Сергеич или квантовый коллапс муравейника, ч. 2

Александр Лышков
     С наступлением сумерек Сергеич занял выжидательную позицию у входа в муравейник, спрятавшись под пожелтевшим берёзовым листком. Жизнь в муравейнике затихала, и практически все входы были уже аккуратно прикрыты щепками коры и хвоинками. Недалеко от него пара охранников из его команды заканчивала замазывать щели одного из входов быстро твердеющим воском, щедро выделяемым их кутикулами.
     Сергеич с нетерпением переминался с ноги на ногу, используя для этого только две передние конечности, и вертел по сторонам своей треугольной головой. Тщательно принюхиваясь, он время от времени встряхивал кончики своих усов, немного освежая их рецепторы.
 
     Наконец он почувствовал слабые признаки запаха «ломехузина», и вслед за этим в зарослях травы промелькнул силуэт фуражира, пробирающегося в его сторону. Было заметно, что его походка, как и днём, не отличалась особой твёрдостью. Внешне на доходягу тот мало походил, и причина, как уже догадывался Сергеич, была в другом.
     Да, – подумал он, глядя на фуражира, – С этим парнем мы ещё горя не оберёмся. Да и болтлив он не в меру.
 
     Произнеся «мы», он поймал себя на мысли, что сделал это неосознанно, и в поисках причины вспомнил совет фуражира, что в таких случаях ответ следует искать у какого-то Фрейда. Это имя упомянул его знакомый, когда признался, что в ходе их первой беседы допустил незаметную на слух, но классическую, по сути, оговорку. Он тогда наивно полагал, что кармическая задача, которую выполнял фуражир, является производной от глагола «кормить».

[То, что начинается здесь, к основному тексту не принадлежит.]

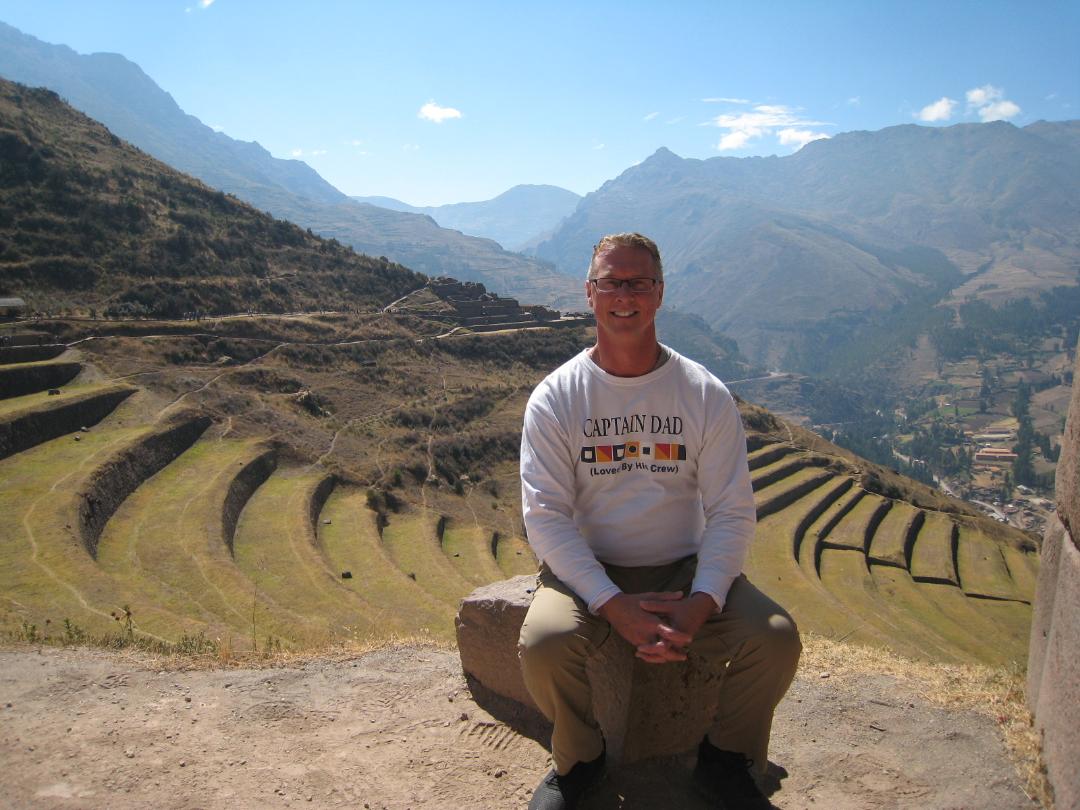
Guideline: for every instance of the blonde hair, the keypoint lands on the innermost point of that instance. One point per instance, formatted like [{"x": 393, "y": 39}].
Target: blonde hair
[{"x": 628, "y": 240}]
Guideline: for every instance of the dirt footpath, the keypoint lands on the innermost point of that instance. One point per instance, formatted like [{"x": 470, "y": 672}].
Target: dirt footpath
[{"x": 399, "y": 729}]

    Осознание предчувствия возможных неприятностей также насторожило его – это был явный предвестник наступления депрессивной фазы биполярного аффективного расстройства, уж давно его не тревожившей. Это странное название диагноза прозвучало в его сознании довольно отчётливо, хотя прежде ему никогда с ним не сталкивался. Не являлось ли это скрытым последствием дневного знакомства с ломехузином? Он недоумённо пожал плечами, в роли которых выступили верхние членики передних ног: при этом его голова слегка качнулась вниз.
    
     Фуражир тем временем вплотную приблизился к муравейнику. Сергеич высунулся из укрытия и махнул ему лапой. Пропустив его внутрь лаза, он прикрыл его отверстие слежавшимся песчаным комком и смазал его края воском.
 
     Вскоре они доставили пленника в заброшенную келью, освободились от ноши и с интересом наблюдали за поведением жука. Предоставленная самой себе, ломехуза, косясь на муравьёв, недовольно обшарила помещение и убедилась в невозможности выбраться отсюда. Обнаружив запасы съестного, сложенные в одном из углов камеры, она успокоилась и, подкрепившись куском пчелиной перги, поджала под себя лапы и уснула. Сергеич, удовлетворённый зрелищем, поманил приятеля на выход. Надёжно закрыв помещение кельи и замаскировав его лаз, товарищи простились до утра.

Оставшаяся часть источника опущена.